To prevent this from happening, take a look at these four tips to handle non-paying customers:
Take a Deposit
When customers are required to pay a deposit upfront, you can ensure that you’ve received at least partial payment before undertaking any work. This may cover the cost of materials or labor, for example, which means you won’t actually make a loss if a subsequent payment is missed.
Additionally, insisting on a deposit also gives you an opportunity to see how efficiently the customer processes their payments. This gives you an insight into whether they’re to continue making regular payments on time and can help you to gauge your future business relationship.
Highlight Payment Terms
If you’re accepting a new customer, make sure that payment terms are clearly defined and agreed in advance. Instead of relying on verbal confirmation, always ensure that agreements are made in writing. Similarly, include detailed clauses regarding when and how payments should be made so that there’s no risk of miscommunication or confusion.
Making payment terms highly visible, such as using a different font or placing the text in bold, will help to draw the recipient’s attention to them and can help to ensure payments are made speedily.
Businesses can spend a disproportionate amount of time chasing missing or late payments, which can affect their efficiency and productivity. By outsourcing to a collection agency, however, you can focus on your core business activities instead of chasing customers. As well as freeing up more of your time, using a dedicated agency can have other advantages too.
When customers receive correspondence from a collection agency, they’re more likely to take the matter seriously. As a result, payments are made more quickly, and your cash flow is reinstated.
Automate Your Invoicing
If you don’t send invoices as soon as work is complete, payments will inevitably be delayed. Even if the customer pays within the agreed timeframe, a delayed invoice can affect your cash flow and lead to unnecessary financial difficulties for your firm.
Fortunately, this is relatively easy to rectify. By implementing automated invoicing processes, you can reduce the amount of time it takes to bill customers and ensure that invoices are always sent as soon as work is completed, or products have been dispatched.
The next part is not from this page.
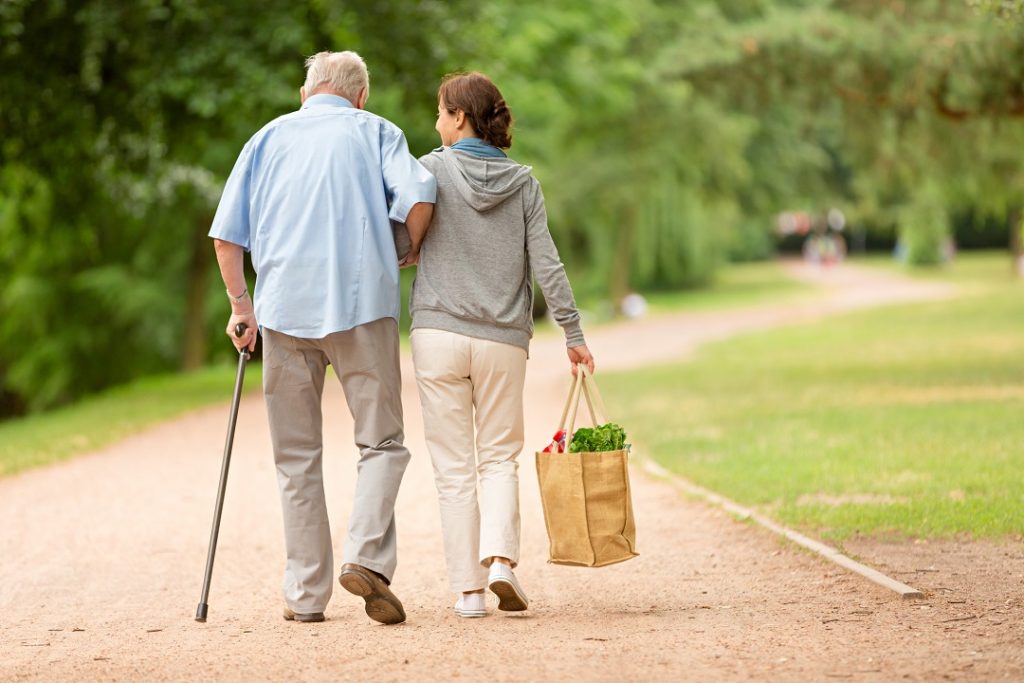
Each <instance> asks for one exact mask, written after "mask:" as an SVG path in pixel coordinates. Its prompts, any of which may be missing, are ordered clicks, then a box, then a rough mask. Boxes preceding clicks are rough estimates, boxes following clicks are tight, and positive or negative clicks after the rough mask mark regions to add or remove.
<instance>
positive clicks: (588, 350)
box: [567, 344, 594, 377]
Maintaining Regular Cash Flow
The revenue that comes into your business is used to fund continued operations, which means it’s vital to your ongoing success. If you can’t pay your own suppliers or staff, it’s going to damage your professional reputation and harm your operations. By making your cash flow a top priority and ensuring invoices are paid on time, however, you can ensure that your business benefits from consistent incoming revenue.